Pero entonces, ¿por qué dirán que usted
mato a quién?, le pregunté directamente. “Antes necesito que usted sí comprenda y sólo entenderá si me acompaña a
casa”, me dijo. “Bien, espere que
busque a un fotógrafo y ambos le acompañaremos”, le dije, pensando más en
mi seguridad que en los hechos misteriosos de un artículo.

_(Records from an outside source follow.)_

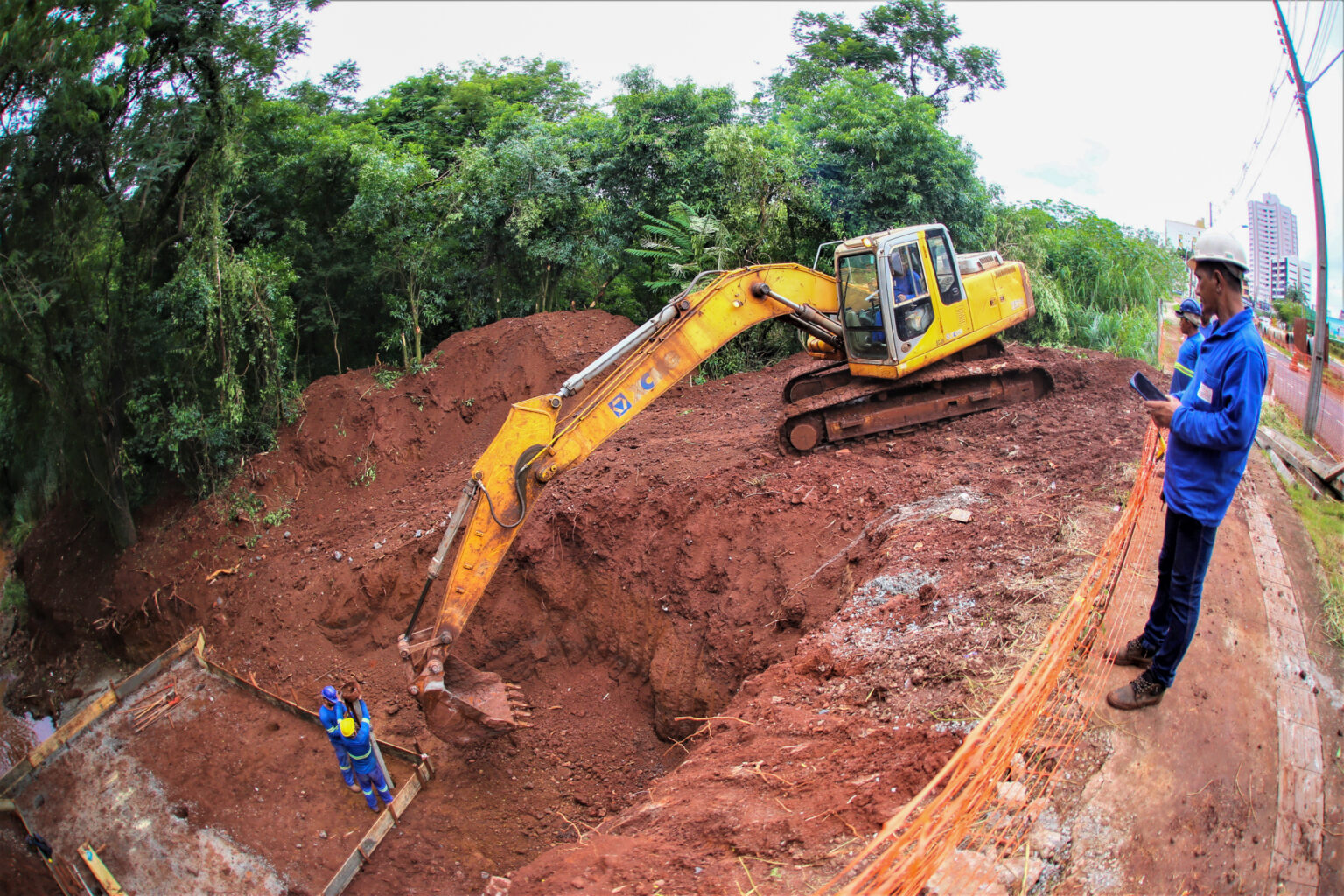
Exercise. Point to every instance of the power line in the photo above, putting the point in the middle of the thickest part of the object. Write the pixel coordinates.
(1314, 63)
(1265, 164)
(1280, 80)
(1318, 47)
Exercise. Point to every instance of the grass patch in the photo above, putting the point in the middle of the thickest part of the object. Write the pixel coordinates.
(1277, 416)
(15, 598)
(1323, 520)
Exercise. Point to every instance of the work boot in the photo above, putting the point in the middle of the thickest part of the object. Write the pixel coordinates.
(1133, 654)
(1141, 692)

Antes de subir al coche, Manuel nos pidió que
le acompañásemos a un cajero automático. Sacó una tarjeta de su desvencijado
pantalón y comenzó a teclear sobre la pantalla. En unos segundos la máquina le
entregó 440 euros e, inmediatamente, el recibo con el saldo restante en la
cuenta: 2,15 euros. Nos mostró el recibo y antes de guardarse el dinero nos
dijo: “La pensión de mi madre. Esto es
todo lo que le quedará a mi familia”. Dos lágrimas de hondo dolor
descendieron por su rostro.
Vivía en la calle amargura, en el segundo
piso de un edificio sin ascensor, ni balcones. Era un barrio construido a
mediados del siglo pasado, pensado para albergar a los trabajadores inmigrantes
de otras regiones españolas, que venían a la capital huyendo de sus tierras
áridas y con la esperanza de lograr un futuro mejor. Gente trabajadora que, a
base de su propio esfuerzo, sacaron adelante a sus hijos para que éstos,
después, acabasen abandonando a sus padres por sueños de estúpidos resorts hipotecados. Los ancianos que morían deshabitaban casas que eran alquiladas a
otros inmigrantes, esos que cruzan el charco, inmenso para los que llegan en
avión y no tanto para quienes lo cruzan en patera. En el trayecto automovilístico,
Manuel, nos contó que él también se largó del barrio, pero que tras los cinco
años de paro que sufría y el desahucio de su vivienda, se vio obligado a volver
a la casa de su madre, ya viuda. Era ingeniero industrial hasta que quebró la
empresa y ya nadie volvió a contratarle. Su mujer trabajaba en la misma empresa
que él, allí fue donde se conocieron hacía 12 años, y sufrió la misma y nefasta
suerte. A ambos se les acabaron las ayudas gubernamentales y si no llegaron a
alimentarse de los cubos de basura fue gracias a su madre, que los acogió en
casa, al matrimonio y a sus dos hijos.
Lo primero que se sobresaltó al abrir Manuel
la puerta fue nuestra pituitaria, el nefando olor de aquella casa era
insoportable. Era un olor diferente al de la basura esparcida por las aceras,
era más dulzón y pegajoso. Se adhería a nuestra piel como una babosa atenazada
de terror. La casa apenas tenía muebles. En las paredes sobresalían cercos cuadriculados,
como los que deja la ausencia repentina de algún cuadro. En la cocina, algunos
platos sucios del desayuno matinal y el vapor de un cocido a medio hacer. En el
comedor, una pequeña televisión analógica sobre un mueble cochambroso, una mesa,
cuatro sillas y un sofá de dos plazas en los que se arremolinaban la esposa de
Manuel y el hijo mayor de nueve años. Ambos se abrazaban como si esperasen,
atemorizados, el final irreversible del mundo. Ninguno de los dos se levantó
ante nuestra presencia. Permanecieron en silencio, aferrados el uno al otro, mientras
Manuel nos mostraba el resto de la casa. Las dos habitaciones eran sobrias, sin
apenas decoración, y en ambas las camas estaban deshechas. En la de matrimonio
nos llamó la atención las bolsas de basuras negras que, por su blandura y
liviano peso, parecían contener prendas de ropa y el candado que cerraba el
armario. Manuel intuyó nuestra curiosidad y abrió el candado, mostrándonos la
despensa familiar. “A los niños les
cuesta entender la necesidad de racionar los alimentos”, nos dijo azorado.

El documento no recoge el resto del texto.